Masalah keempat, kurang kreatif, tukang nasi goreng jenis ini biasanya bagian dari sebuah franchise nasi goreng terkenal, membawa brand besar sehingga semua bumbu dan bahan dan mutu “diatur” oleh brand itu dan digodok di central kitchen. tukang nasi goreng tipe begini jarang yang punya skill memasak melebihi tukang masak pendirinya (brand-nya). karena berkewajiban untuk hanya “memanaskan” nasi goreng dan tidak pernah berlatih untuk memasak dengan kemampuannya sendiri maka seberapa tahun pun dia menjadi tukang nasi goreng, dia hanya akan menjadi tukang nasi groreng yang biasa-biasa saja dan tidak kreatif. Menjadi bagian franchise bernama besar tentunya bukan hal buruk kan, tapi kalo dilakukan tanpa menambahkan nilai apapun dalam pelaksanaannya maka rasa nasi goreng hanya akan menjadi biasa-biasa saja dan jarang yang kemudian menjadi tukang nasi goreng sukses dan berhasil.

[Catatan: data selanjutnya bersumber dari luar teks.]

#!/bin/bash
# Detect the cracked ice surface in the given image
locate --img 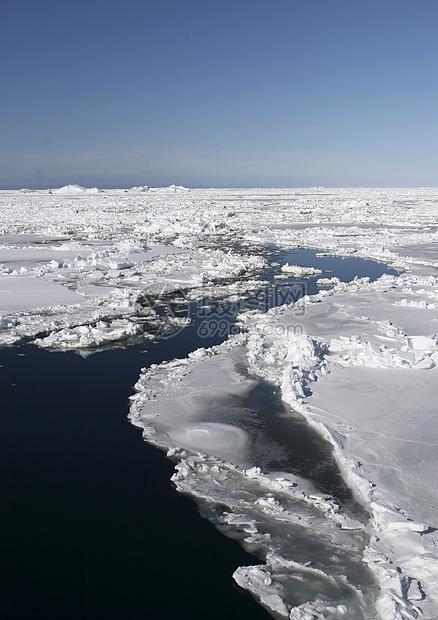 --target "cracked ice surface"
[0,187,438,620]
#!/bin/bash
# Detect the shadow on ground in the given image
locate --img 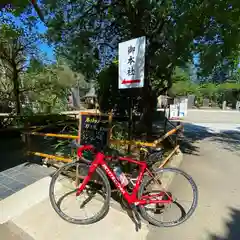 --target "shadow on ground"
[181,123,240,155]
[209,208,240,240]
[0,127,71,172]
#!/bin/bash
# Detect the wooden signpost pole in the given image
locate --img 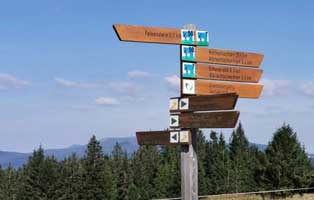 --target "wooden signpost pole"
[180,28,198,200]
[181,129,198,200]
[113,24,264,200]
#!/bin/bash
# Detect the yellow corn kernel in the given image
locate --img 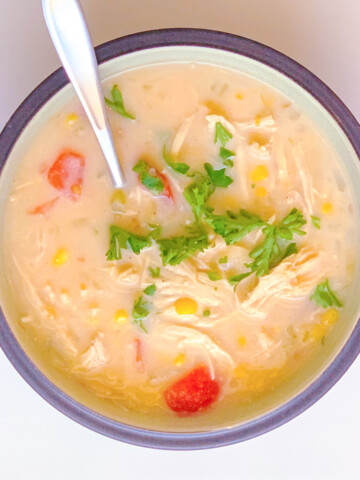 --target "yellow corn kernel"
[53,248,69,267]
[309,323,326,342]
[111,188,126,204]
[66,113,79,127]
[174,353,185,367]
[255,187,267,198]
[174,297,197,315]
[321,308,339,327]
[251,165,269,183]
[114,309,129,324]
[321,202,333,214]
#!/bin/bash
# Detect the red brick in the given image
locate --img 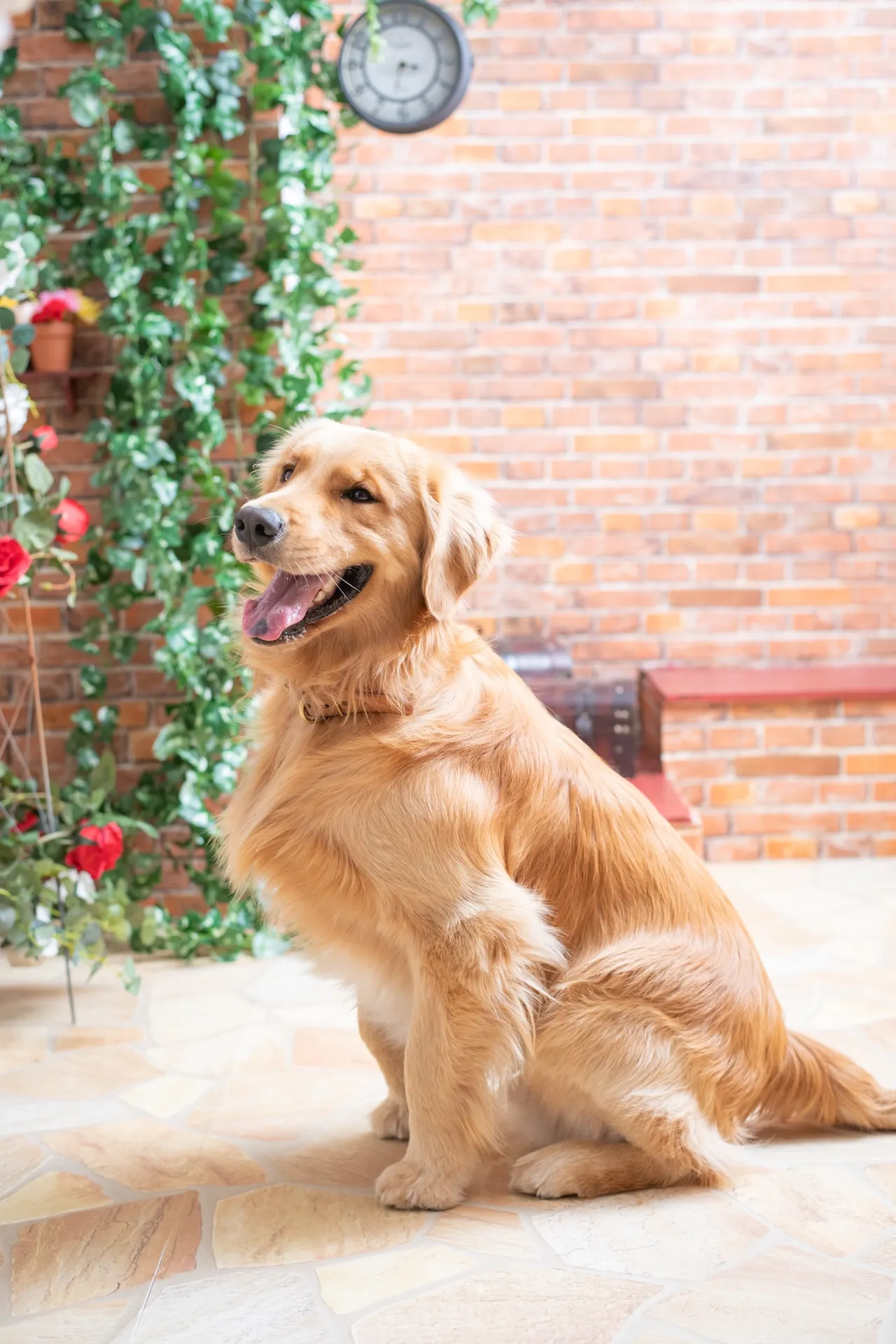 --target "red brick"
[735,752,839,778]
[762,836,818,859]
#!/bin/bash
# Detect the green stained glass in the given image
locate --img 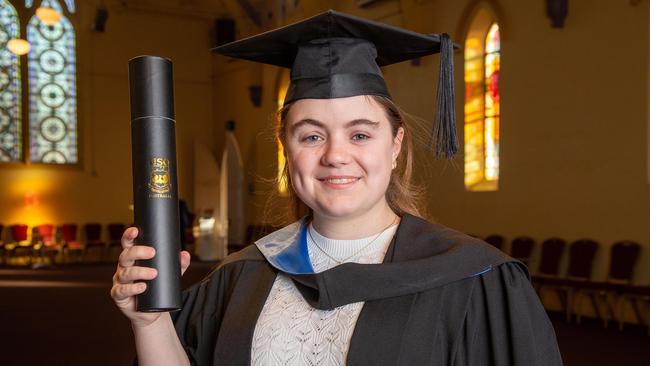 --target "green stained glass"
[27,0,78,164]
[0,0,23,162]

Masalah kelima, takut perubahan, jenis tukang ini adalah tukang nasi goreng yang takut ganti suplier telor karena takut ada perubahan rasa, takur ganti suplier bawang karena takut rasa berubah, takut ganti merk beras karena nanti nasinya berbeda. Saking takutnya berubah lama-lama jadi takut pindah lokasi padahal lokasi lama udah ga muat nampung langganan, takut rekrut tukang potong nanti bisa curi ilmu, takut segala macem sampe akhirnya ditinggalin langganan karena tidak ngikutin jaman. Ga mau pake aplikasi online, ga mau cape-cape urus pembayaran online, cuma mau terima uang tunai dan masih harus lari2 cari kembalian kalo yang bayar duitnya kegedean. Jenis ini cocoknya dimuseumkan, karena bahkan tukang nasi goreng harus up to date, karena mungkin ajah sekarang nasi goreng udah ada rasa keju, rasa strawberry, atau pisang coklat. yah who knows… selera orang kan suka aneh.

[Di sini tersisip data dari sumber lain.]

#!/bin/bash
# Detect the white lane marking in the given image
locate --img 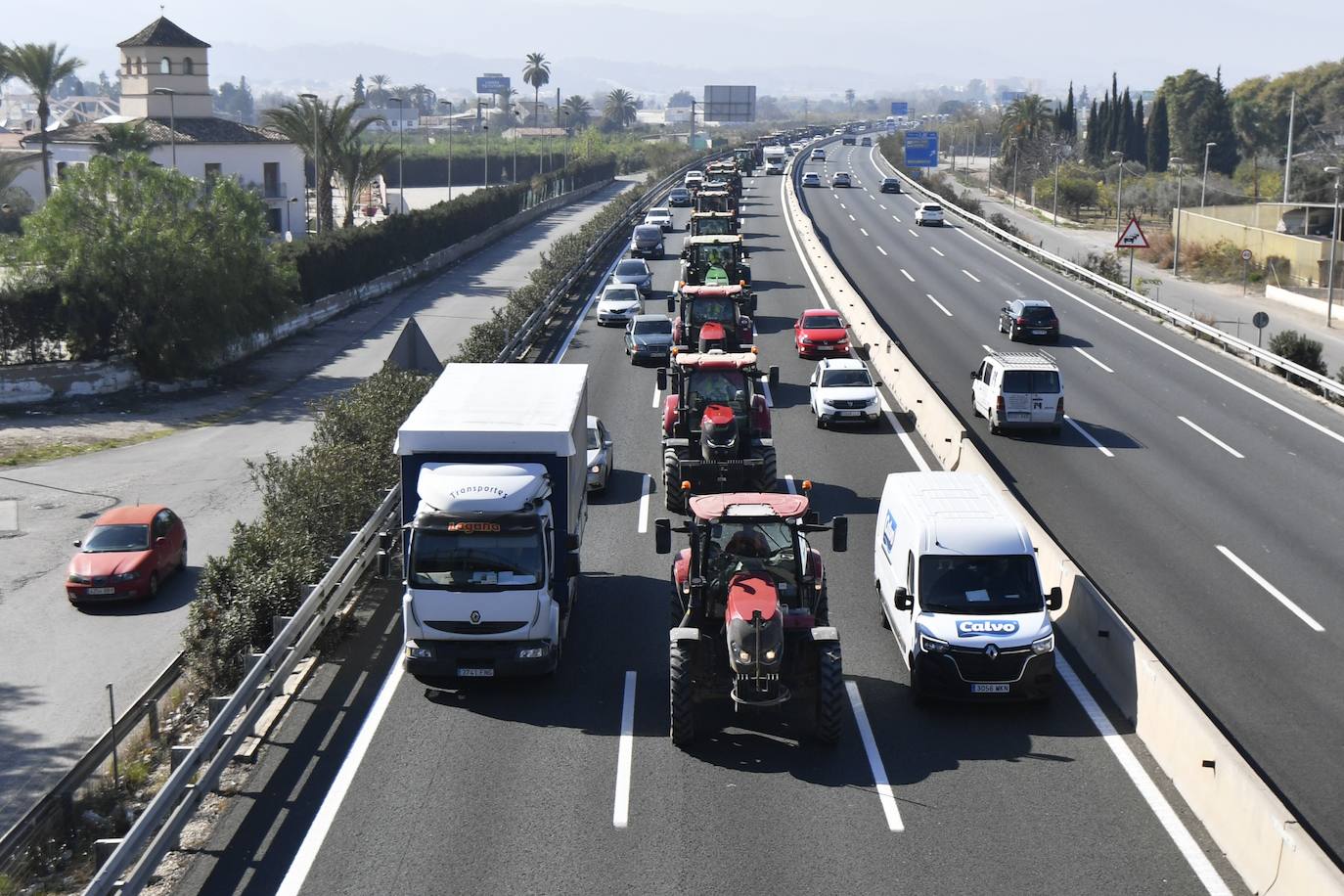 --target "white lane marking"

Masalah keenam, bantet, jenis ini sudah berusaha bikin nasi goreng yang enak dan disukai tapi tetap hasilnya biasa-biasa saja. mungkin saja emang ga bakat jadi tukang nasi goreng, mungkin harus coba jadi pengusaha atau mulai start-up atau mungkin bahkan banting setir jadi tukang kueh. Ga semua orang harus jadi tukang nasi goreng kan ? jadi kalo ternyata panggilannya bukan tukang nasi goreng yah jangan maksa. Mungkin ajah cocoknya jadi apoteker, tukang gali minyak, atau direktur bank.

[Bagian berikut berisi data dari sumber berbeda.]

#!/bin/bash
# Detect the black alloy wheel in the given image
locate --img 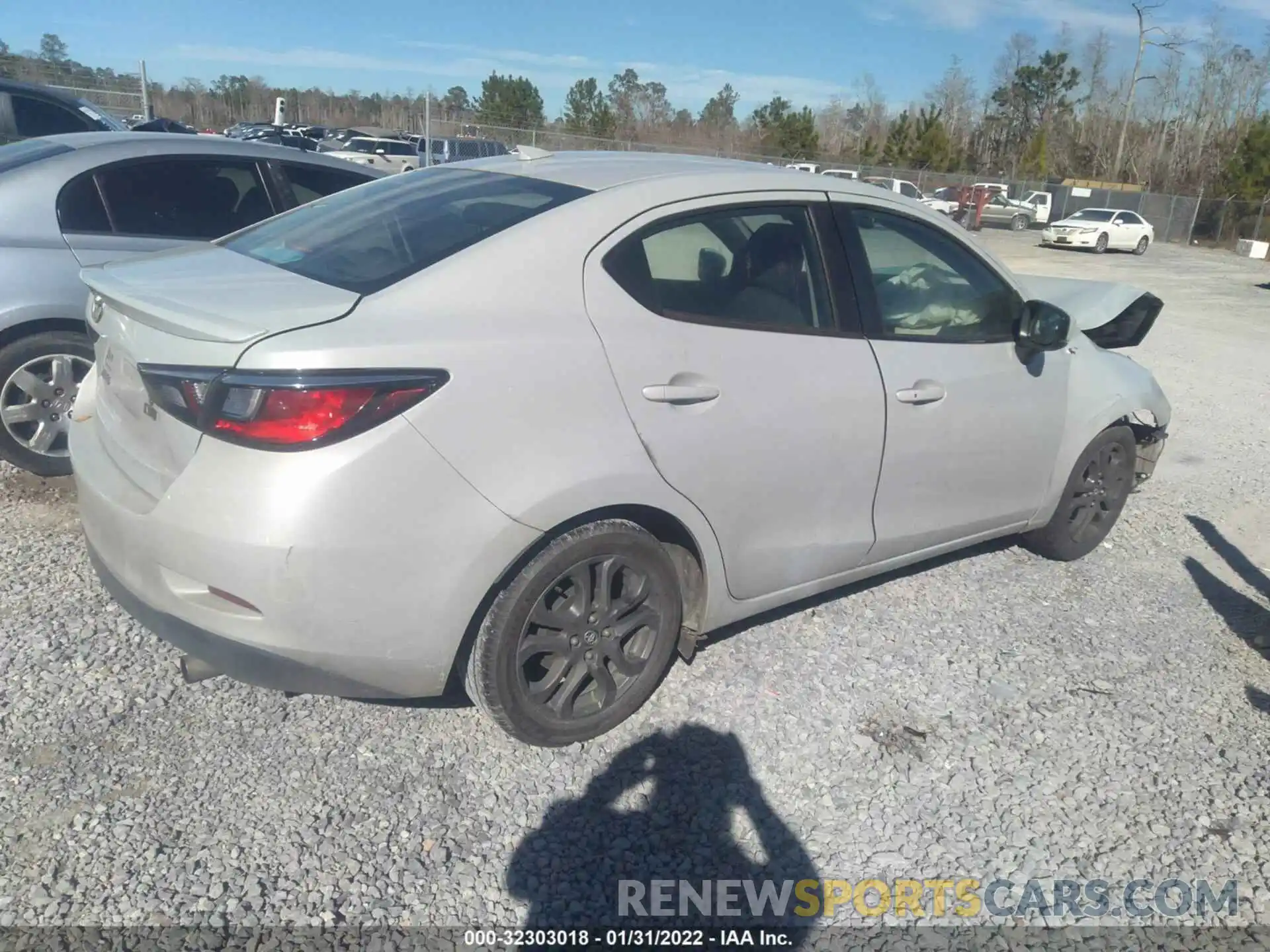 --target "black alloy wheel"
[468,519,682,746]
[1024,426,1138,561]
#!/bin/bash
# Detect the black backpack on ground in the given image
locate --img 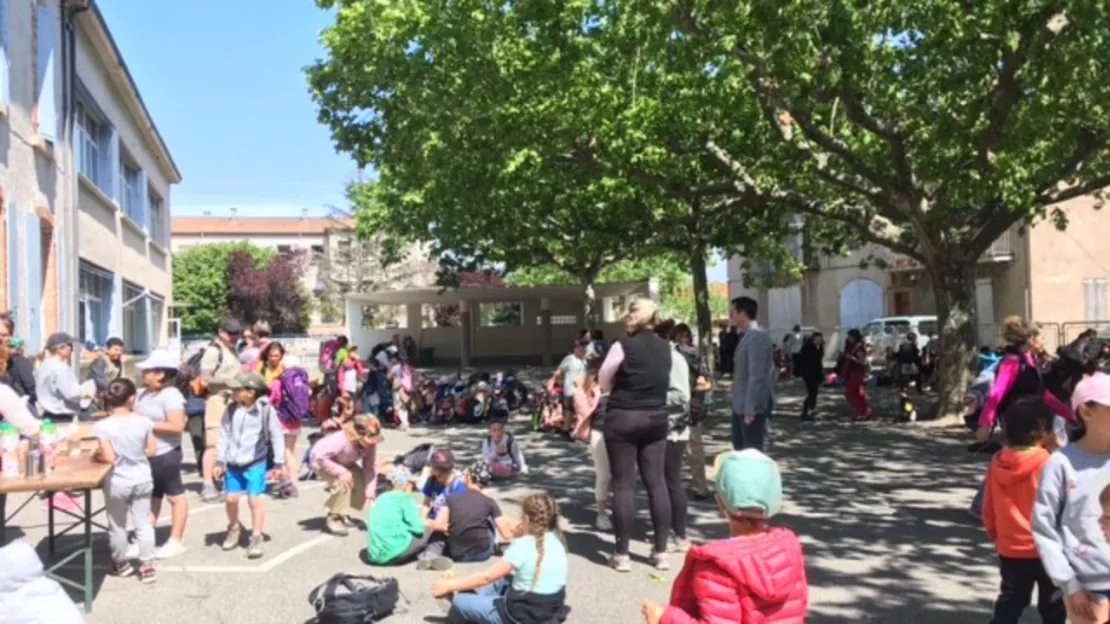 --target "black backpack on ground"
[309,573,401,624]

Masalah yang lain masih banyak, nanti saya tambahin kalo kepikir lagi. Intinya adalah masalahnya banyak dan tidak sesimpel itu jadi tukang nasi goreng. Tiap tukang akan punya caranya sendiri-sendiri, ada yang masak bawang duluan, ada yang telor duluan, biasanya sih ga ada yang nasi duluan. Tapi kalaupun ada yang nasi duluan yah itu gayanya dia dan mungkin aja ternyata hasil akhirnya enak dan laku yah bukan bearti semua harus ikutin karena semua orang akan punya caranya sendiri2 dan warna sendiri2. At the end of the day, tree will be judge by their fruits. Dalam dunia pernasigorengan tidak ada one size fits all, tiap tukang ada kebisaannya masing-masing, tiap tukang ada genre nya msing-masing, tiap tukang ga bisa dicetak pake cetakan yang sama. Ada tukang nasi goreng yang lebih laku di desa, ada yang lebih laku di kota besar, yang di desa ga bisa ke kota, yang di kota juga pasti ga laku di desa, beda selera. Ada tukang nasi yang lebih suka keliling pake gerobak sambil ketokin kualinya, tapi ada juga yang sukanya buka restoran walaupun kecil tapi ada tempat orang bisa duduk dan bisa ngobrol fellowship satu dengan lainnya. Banyak tukang nasi yang hanya bisa masak nasi, tapi juga ada beberapa yang selain masak nasi goreng juga bisa mi goreng, capcay, kwetiaw goreng atau bahkan fuyung hai. At the end of the day, kalo kamu cocok sama nasi goreng yang itu, yah udah jangan jelek2in nasi goreng yang lain, karena bisa jadi yang kamu jelek2in itu dibilang enak sama orang lain. Kalo kamu sudah cocok sama nasi goreng yang itu, mbok yah kalo tukang nasinya kasih kamu nasehat, teguran atau arahan didengerin karena blom tentu tukang nasi laen nasehatnya, tegurannya atau arahannya cocok buat kamu. Last thing nih, ga baik makan nasi goreng banyak2, dari berbagai tempat yah ada baiknya kamu rooted di tukang nasi goreng satu ajah biar dia bisa tahu perkembangan kamu dalam hidup kamu. Hidup tukang nasi goreng! Semoga pikiran beberapa tukang nasi goreng terbuka dan berubah, Amin.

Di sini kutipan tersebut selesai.